Tuesday, October 6, 2009

Bloomberg announces appointees to LGBT homeless youth commission

In what arguably was a campaign speech designed to court LGBT voters ahead of this year's general mayoral election, Mayor Michael Bloomberg announced last night at the annual Ali Forney Center fundraiser at the Chelsea Art Museum he had appointed 25 activists and others to the city's Commission for Lesbian, Gay, Bisexual, Transgender and Questioning Runaway and Homeless Youth.

These appointees include Ali Forney executive director Carl Siciliano, Ana Oliveira, president of the New York Women's Association and former executive director of the Gay Men's Health Crisis, incoming LGBT Community Center executive director Glennda Testone, Rabbi Sharon Kleinbaum of Congregation Beth Simchat Torah, Hetrick-Martin Institute executive director Thomas Krevor and Rickke Mananzala, executive director of FIERCE.

“New York City may be one of the most tolerant places on earth, but LGBTQ youth still face daily discrimination that forces many of them to leave home and sometimes make risky decisions,” Bloomberg said in a prepared statement released before he spoke at the fundraiser. “Today we are opening up a new front focused on serving lesbian, gay, bisexual, transgender and questioning young people. The Commission’s recommendations will address the root causes of homelessness among this population and provide a blueprint for innovative and evidence-based solutions.”

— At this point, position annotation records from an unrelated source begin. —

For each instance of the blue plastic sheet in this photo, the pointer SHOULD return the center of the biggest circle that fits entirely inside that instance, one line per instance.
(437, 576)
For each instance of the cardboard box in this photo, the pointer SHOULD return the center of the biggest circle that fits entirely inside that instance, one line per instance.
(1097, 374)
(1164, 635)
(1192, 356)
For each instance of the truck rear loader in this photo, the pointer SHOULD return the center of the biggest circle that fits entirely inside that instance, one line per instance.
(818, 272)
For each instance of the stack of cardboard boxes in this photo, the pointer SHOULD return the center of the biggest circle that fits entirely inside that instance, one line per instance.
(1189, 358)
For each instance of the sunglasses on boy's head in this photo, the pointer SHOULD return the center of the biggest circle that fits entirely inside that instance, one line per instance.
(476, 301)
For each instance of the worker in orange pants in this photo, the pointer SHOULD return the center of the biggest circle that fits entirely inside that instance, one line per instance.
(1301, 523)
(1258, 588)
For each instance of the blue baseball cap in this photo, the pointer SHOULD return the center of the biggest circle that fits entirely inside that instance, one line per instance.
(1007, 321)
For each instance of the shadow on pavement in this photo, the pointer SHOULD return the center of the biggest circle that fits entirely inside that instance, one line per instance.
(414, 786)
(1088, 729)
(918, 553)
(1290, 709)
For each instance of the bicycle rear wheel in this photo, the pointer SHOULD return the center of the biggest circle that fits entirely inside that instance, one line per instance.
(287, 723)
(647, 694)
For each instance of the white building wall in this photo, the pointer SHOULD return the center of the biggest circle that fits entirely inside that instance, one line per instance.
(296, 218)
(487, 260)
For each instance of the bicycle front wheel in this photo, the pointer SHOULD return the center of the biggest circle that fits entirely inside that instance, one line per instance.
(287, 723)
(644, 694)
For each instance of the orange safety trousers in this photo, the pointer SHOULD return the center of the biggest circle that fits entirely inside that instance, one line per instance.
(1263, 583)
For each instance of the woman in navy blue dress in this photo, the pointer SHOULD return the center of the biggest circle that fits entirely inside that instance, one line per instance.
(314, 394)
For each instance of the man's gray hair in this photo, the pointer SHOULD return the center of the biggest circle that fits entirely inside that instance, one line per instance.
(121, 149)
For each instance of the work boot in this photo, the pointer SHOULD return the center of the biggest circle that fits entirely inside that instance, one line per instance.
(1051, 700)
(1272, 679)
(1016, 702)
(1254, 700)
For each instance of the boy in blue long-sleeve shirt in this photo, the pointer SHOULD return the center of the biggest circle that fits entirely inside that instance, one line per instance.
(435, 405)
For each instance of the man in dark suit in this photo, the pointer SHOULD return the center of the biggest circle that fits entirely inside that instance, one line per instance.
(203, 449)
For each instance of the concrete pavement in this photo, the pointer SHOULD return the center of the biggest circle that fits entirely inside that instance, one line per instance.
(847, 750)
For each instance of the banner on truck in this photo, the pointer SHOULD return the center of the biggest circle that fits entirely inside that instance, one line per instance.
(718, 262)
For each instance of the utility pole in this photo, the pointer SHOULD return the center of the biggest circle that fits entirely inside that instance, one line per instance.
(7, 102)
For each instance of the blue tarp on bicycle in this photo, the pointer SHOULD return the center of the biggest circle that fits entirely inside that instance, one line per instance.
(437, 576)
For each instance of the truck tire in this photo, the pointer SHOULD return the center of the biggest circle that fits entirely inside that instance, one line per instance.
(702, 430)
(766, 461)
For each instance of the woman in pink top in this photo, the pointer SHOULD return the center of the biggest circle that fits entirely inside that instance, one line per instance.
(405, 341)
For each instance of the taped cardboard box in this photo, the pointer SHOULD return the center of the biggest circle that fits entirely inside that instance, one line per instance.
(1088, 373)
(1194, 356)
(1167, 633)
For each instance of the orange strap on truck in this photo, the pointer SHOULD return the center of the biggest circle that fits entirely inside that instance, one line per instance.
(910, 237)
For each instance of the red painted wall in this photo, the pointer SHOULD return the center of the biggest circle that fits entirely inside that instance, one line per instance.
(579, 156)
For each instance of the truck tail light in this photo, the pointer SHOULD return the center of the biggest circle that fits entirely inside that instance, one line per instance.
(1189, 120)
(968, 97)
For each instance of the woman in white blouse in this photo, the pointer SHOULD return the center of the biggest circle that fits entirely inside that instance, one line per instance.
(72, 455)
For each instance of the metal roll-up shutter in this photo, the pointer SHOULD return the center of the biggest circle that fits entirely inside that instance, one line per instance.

City Council Speaker Christine Quinn, comedian Sandra Bernhard and singer Rufus Wainwright were among those in attendance, but this announcement comes nearly a year after the city threatened to slash federal Housing Opportunities for People with AIDS (HOPWA) funds that the Department of Health and Mental Hygiene had awarded to Ali Forney to operate its Chelsea drop-in facility. The City Council unanimously voted in December to restore the organization's HOPWA funds.

In spite of these cuts, Quinn praised the committee appointees.

“LGBTQ runaway and homeless youth face a unique set of challenges – from greater exposure to HIV/AIDS – to being ostracized by their families and communities,” Quinn said. “The group of experts serving on the New York City LGBTQ Runaway and Homeless Youth Commission give me great hope that we will be able to develop innovative solutions to confront these challenges.”